The Subversively Ironic Joke of the Diotima Principle in Art and Science

In Shakespeare's the Merchant of Venice, Portia, like Mozart's Pamina in the Magic Flute performs a service that is emblematic of dissolving the obscurantism of superstition of symbolic magic of that particular time and era. This recurring principle reverts to all so called mystery religions from time immemorial worship of a infantile belief in the Sibyl in mythology. In every instance great artists have exposed the oligarchic use of "mind control," or perhaps better "below the belt" control.


For Shakespeare the target is the then current Cabalistic (with a capital C) Rosicrucians of the Tudor court. For Mozart it is the ritual of masonic Magick (with the obligatory ending "k.") So too did Cervantes utilize Dulcinea del Toboso as the joke against the Spanish soap opera quality in romantic fantasizing.

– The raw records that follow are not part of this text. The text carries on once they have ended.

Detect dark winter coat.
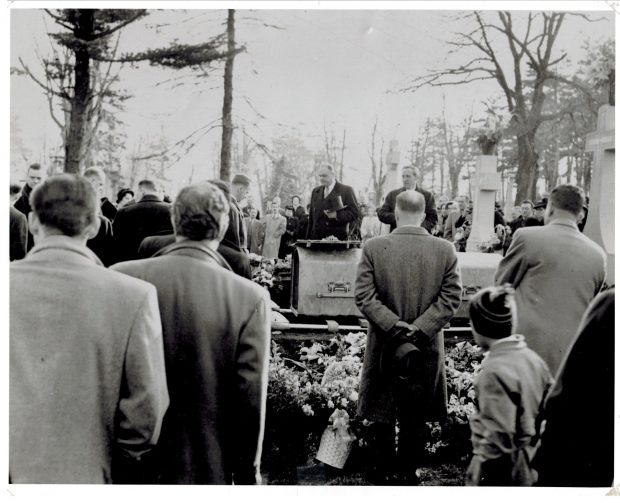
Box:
[377,186,437,232]
[307,182,359,241]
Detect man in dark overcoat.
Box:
[306,164,359,241]
[112,180,172,262]
[355,190,461,484]
[113,182,271,485]
[377,166,437,233]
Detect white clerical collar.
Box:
[323,180,336,197]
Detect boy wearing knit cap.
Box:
[467,286,553,486]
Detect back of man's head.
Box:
[549,184,585,218]
[30,174,98,237]
[394,190,425,226]
[172,182,230,241]
[209,179,230,203]
[138,180,157,196]
[82,166,105,183]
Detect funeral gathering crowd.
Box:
[9,164,614,486]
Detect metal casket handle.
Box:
[316,281,353,299]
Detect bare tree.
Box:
[368,117,387,206]
[404,11,600,200]
[220,9,235,182]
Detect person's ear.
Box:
[86,217,101,241]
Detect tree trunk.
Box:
[65,9,95,174]
[220,9,235,182]
[514,132,538,204]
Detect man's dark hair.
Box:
[138,180,157,192]
[549,184,585,216]
[209,179,230,204]
[9,183,22,196]
[30,174,99,237]
[172,182,230,241]
[396,190,425,213]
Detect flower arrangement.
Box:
[263,332,482,473]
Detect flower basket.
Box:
[316,426,354,470]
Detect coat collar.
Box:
[547,218,579,231]
[136,194,163,204]
[391,225,430,236]
[153,239,232,271]
[27,236,103,267]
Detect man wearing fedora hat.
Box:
[355,190,461,484]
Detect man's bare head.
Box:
[394,190,426,227]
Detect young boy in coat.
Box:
[467,286,553,486]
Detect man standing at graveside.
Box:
[113,182,271,484]
[355,190,461,484]
[13,163,43,251]
[377,166,437,232]
[307,164,359,241]
[83,168,116,267]
[495,185,607,375]
[9,175,168,484]
[112,180,172,262]
[9,184,28,260]
[226,173,250,251]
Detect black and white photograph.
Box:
[2,1,620,499]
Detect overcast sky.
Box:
[11,4,614,195]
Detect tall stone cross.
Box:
[466,155,501,252]
[583,105,616,284]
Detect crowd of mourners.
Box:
[9,164,614,486]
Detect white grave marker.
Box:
[583,105,616,284]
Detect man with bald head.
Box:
[113,182,271,485]
[377,166,437,232]
[355,190,461,485]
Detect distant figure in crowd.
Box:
[84,167,117,222]
[495,185,607,374]
[226,173,251,251]
[355,190,461,485]
[361,205,381,243]
[262,198,286,258]
[291,196,307,220]
[138,180,252,279]
[307,164,359,241]
[377,166,437,233]
[246,208,265,255]
[112,180,172,262]
[443,195,469,242]
[116,189,135,212]
[467,286,552,486]
[9,174,168,484]
[278,206,299,259]
[508,199,544,235]
[84,168,116,267]
[114,182,271,485]
[9,184,28,261]
[13,163,44,252]
[534,201,547,225]
[534,289,615,487]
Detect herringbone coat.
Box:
[355,226,461,423]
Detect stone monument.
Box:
[466,154,501,252]
[583,105,616,284]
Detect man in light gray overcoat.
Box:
[355,190,461,484]
[9,175,168,484]
[495,185,607,375]
[113,182,271,485]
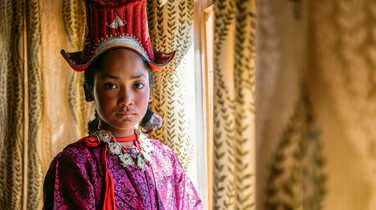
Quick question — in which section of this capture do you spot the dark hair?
[84,50,154,133]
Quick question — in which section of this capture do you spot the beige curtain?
[0,0,198,209]
[0,1,48,209]
[147,0,193,169]
[256,0,376,210]
[213,0,256,209]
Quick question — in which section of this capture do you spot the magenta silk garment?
[43,139,203,210]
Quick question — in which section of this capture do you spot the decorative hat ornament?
[61,0,175,71]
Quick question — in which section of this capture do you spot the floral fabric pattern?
[44,139,203,210]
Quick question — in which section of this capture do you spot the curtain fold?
[213,0,256,209]
[0,0,25,209]
[24,0,45,209]
[62,0,94,139]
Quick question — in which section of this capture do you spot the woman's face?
[93,48,151,136]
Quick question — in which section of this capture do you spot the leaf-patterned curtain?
[147,0,194,169]
[213,0,256,209]
[0,0,48,209]
[0,0,197,209]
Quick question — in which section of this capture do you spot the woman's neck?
[101,122,134,137]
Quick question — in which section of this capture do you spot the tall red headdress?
[61,0,175,71]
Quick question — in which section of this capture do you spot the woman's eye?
[134,82,145,89]
[104,83,117,89]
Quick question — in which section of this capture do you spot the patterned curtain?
[147,0,194,169]
[213,0,256,209]
[0,0,44,209]
[0,0,25,209]
[256,0,376,210]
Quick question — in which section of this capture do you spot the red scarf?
[80,134,137,210]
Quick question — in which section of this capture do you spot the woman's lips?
[116,112,136,118]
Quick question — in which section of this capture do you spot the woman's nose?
[119,88,133,106]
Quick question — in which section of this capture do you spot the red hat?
[61,0,175,71]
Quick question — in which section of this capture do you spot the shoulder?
[149,139,175,157]
[51,137,100,169]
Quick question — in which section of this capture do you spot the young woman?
[44,0,203,209]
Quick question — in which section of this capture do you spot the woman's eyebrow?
[131,73,146,79]
[102,73,120,80]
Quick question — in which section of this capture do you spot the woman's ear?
[149,89,153,103]
[84,83,94,101]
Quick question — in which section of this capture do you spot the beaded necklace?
[90,129,153,171]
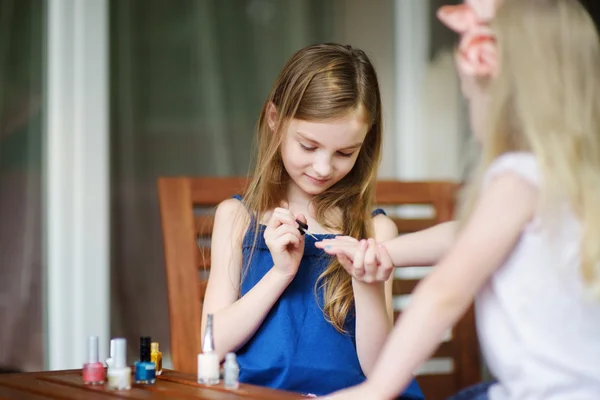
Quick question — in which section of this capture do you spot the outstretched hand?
[315,236,394,283]
[317,383,384,400]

As I have attempted to advance from time to time in these pages a rebirth of method of anti symbolic truth seeking reverts always to the classical radical anti oligarchy philosophy embedded in Plato's method of questioning the underlying hypotheses of society's ruling assumptions. So too, properly situated, did Bernhard Riemann's Hypothesen, lead to the undermining later of Bertrand Russell's symbolic (or magical) logic by Riemann's acolyte Gödel.

Just as in Dante Alighieri's Beatrice and Beethoven's Fidelio, so too in Plato's Diotima an overturning of the oligarchy's hold over a superstitious and manipulated audience evolves. Here, as with LaRouche, from the adumbration of what Leibniz held as sufficient reason, does the categorical separation of art from science become inconsequentially meaningless.